Romney suggests cutting retirement benefits for young Americans | Mitt Romney


Former presidential candidate Mitt Romney has addressed the thorny question of how the United States is coping with its aging population, suggesting that retirement benefits may need to be cut for young Americans.

In comments to the Senate Budget Committee on Wednesday, the Republican senator from Utah said the spiraling cost of retirement programs must be tackled to get the national debt under control. Romney raised the politically controversial idea of ​​cutting benefits, but only for younger generations before they reach retirement age.

“For the young people coming in, we have to be able to find a way to balance those programs or we’re going to end up in a whole lot of trouble,” he said. He added that he was not in favor of higher taxes as a way to balance the books, but was open to adjusting “long-term benefits, not for current retirees”.

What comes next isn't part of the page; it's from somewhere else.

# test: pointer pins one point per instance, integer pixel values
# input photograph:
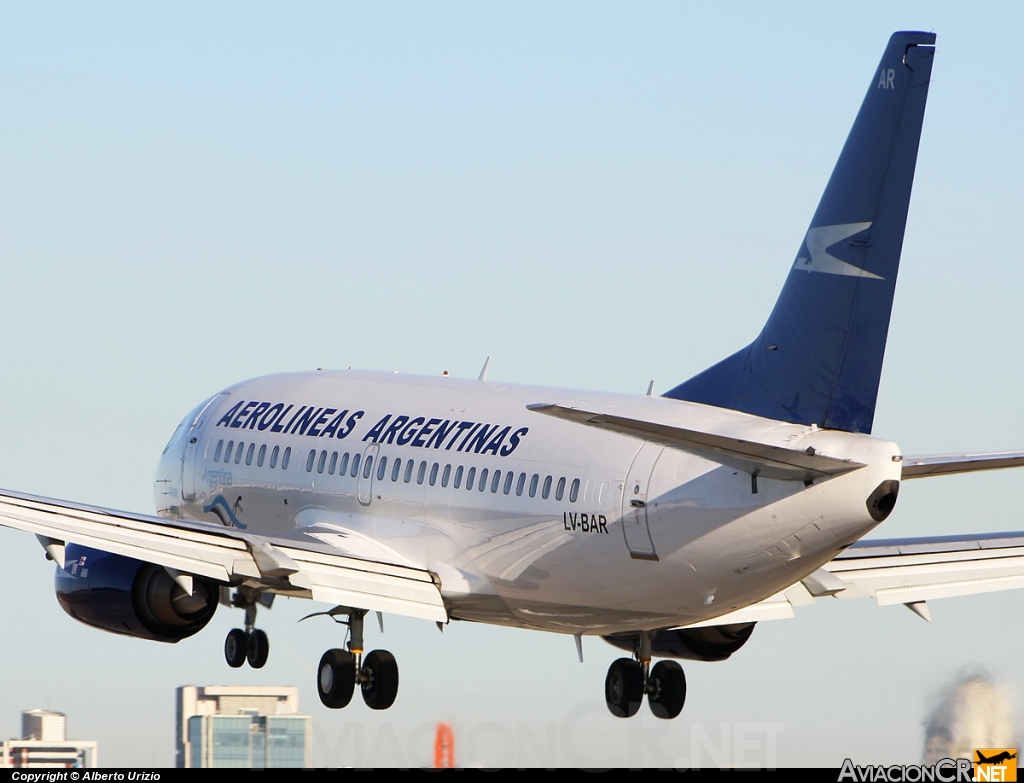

Romney’s remarks, first reported by Business Insider, open a Pandora’s box often avoided by members of Congress given his intense political sensitivities. The programs in question include two of the country’s most popular benefits – Social Security and Medicare, which account for more than 40% of government spending.

The backdrop to the problem is the aging of the American population. By 2034, projections suggest there will be 77 million Americans aged 65 and over, more than the projected 76.5 million under the age of 18.

This means that for the first time in US history, older people will outnumber children.

That same year, 2034, the Social Security trust fund is expected to run out, leaving the US government struggling to pay full benefits. This looming deadline is a reflection of the intense and growing pressure on Social Security and Medicare given long-term funding shortfalls.

The Conservatives have constantly tried to undermine the programs. More recently, House Republicans have proposed raising the eligibility age for Medicare from 65 to 69 and Social Security from 67 to 69.

But in his Build Back Better plan, Joe Biden sought to protect and even expand the programs, adding hearing coverage to Medicare. The bill passed the House but stalled in the US Senate.